Verso la fine degli anni Settanta Longobardi espone a Europa 79 di Stoccarda, ad Arte Cifra, da Paul Maenz a Colonia, al Centro d'Arte Contemporanea di Ginevra. Con gli anni Ottanta la sua opera giunge ad essere riconosciuta a livello mondiale. Il suo linguaggio compie gradualmente una progressiva scarnificazione del corpo dell'uomo, fino a venire presentato nella sua “struttura finale”, definita dall’artista togliendo peso alla materia, trasformando le sue figure in impronte, in calchi.
Nel 1982 partecipa ad Italian "Art Now: an American Perspective", al Guggenheim di New York e ad "Avanguardia e Transavanguardia" alle Mura Aureliane a Roma.
Il suo lavoro contiunua ad essere conosciuto ed apprezzato a livello internazionale con mostre realizzate all'Istituto d'Arte Contemporanea di Boston, alla Fondazione Miró di Barcellona ('83), alla Nationalgalerie di Berlino ('86), al Grand Palais di Parigi ('87) e al Museo d'Arte Contemporanea di Copenaghen ('88). 
Durante gli anni Novanta l'artista partecipa alla XII Quadriennale, "Ultima Generazione", ed è protagonista di una mostra al Palazzo Reale di Milano con la realizzazione di due vessilli per le Bandiere di Maggio in Piazza del Plebiscito. Nel 2013 espone al Museo Nazionale di Capodimonte, mentre due anni dopo partecipa alla 56a edizione della Biennale di Venezia, partecipando alla mostra Codice Italia nel padiglione nazionale, su invito di Vincenzo Trione.
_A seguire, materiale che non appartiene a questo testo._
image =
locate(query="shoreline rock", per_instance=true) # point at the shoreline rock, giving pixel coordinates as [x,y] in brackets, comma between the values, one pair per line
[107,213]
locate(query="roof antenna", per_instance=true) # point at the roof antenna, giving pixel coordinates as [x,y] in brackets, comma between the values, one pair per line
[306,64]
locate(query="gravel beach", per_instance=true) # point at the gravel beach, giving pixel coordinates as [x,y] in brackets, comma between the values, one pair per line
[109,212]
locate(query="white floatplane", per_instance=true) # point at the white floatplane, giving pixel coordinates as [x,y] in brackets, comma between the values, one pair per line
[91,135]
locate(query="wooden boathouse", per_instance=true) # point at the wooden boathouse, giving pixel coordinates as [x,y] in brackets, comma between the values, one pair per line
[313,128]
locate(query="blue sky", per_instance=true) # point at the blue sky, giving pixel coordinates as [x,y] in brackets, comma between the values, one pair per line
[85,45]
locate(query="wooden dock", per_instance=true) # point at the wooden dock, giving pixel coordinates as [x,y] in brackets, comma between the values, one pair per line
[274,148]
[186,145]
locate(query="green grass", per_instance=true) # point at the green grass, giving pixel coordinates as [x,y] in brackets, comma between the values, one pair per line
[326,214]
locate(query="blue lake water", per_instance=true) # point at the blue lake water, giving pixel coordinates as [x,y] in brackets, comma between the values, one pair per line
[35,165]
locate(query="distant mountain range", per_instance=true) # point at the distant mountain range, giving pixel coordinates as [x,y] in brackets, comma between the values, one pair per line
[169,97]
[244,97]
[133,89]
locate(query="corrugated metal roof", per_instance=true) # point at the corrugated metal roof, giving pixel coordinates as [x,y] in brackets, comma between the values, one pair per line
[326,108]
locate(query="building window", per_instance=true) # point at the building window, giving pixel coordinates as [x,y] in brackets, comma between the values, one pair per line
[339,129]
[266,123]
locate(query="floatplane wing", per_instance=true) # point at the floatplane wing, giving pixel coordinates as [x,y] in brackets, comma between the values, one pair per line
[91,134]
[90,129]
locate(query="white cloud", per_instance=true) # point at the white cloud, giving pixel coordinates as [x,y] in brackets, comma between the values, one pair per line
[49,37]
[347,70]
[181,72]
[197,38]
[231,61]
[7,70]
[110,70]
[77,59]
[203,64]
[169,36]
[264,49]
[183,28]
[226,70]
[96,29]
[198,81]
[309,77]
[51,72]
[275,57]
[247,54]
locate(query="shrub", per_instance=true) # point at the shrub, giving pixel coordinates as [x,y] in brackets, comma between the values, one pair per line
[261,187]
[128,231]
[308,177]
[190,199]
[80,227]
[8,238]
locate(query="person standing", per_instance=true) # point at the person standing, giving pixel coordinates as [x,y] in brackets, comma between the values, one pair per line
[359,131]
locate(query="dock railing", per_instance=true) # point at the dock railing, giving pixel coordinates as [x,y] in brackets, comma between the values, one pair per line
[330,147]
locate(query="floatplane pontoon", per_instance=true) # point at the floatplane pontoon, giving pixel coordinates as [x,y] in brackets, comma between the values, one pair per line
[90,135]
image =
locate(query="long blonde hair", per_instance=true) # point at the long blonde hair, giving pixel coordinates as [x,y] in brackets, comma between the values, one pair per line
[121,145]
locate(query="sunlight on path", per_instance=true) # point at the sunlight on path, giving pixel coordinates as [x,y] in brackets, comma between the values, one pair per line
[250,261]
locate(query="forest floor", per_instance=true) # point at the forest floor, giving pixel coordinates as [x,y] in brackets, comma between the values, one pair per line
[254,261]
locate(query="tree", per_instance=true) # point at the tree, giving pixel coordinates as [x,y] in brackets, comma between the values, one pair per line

La Galleria d'Arte Maggiore g.a.m. ha presentato l'opera di Nino Longobardi nella sua sede storica di Bologna con una mostra del 2003 incentrata sulla produzione dell'artista compresa tra il 2000 e il 2002: una selezione di opere attraverso cui immergersi in un'universo visivo intento a svelare quelle "forze fondamentali dell'essere" (Flavio Caroli) depositate nell'incoscio collettivo e riportate alla luce attraverso immagini dal forte potere evocativo. 
Nell'ottobre del 2006 la Galleria d'Arte Maggiore g.a.m. con la mostra "Piéce Unique" ha acceso i riflettori sull'opera "Senza Titolo" (1999) dove la figura umana, costantemente presente nell'opera di Longobardi, si rende ancora una volta protagonista ma attraverso l'idea del dinamismo.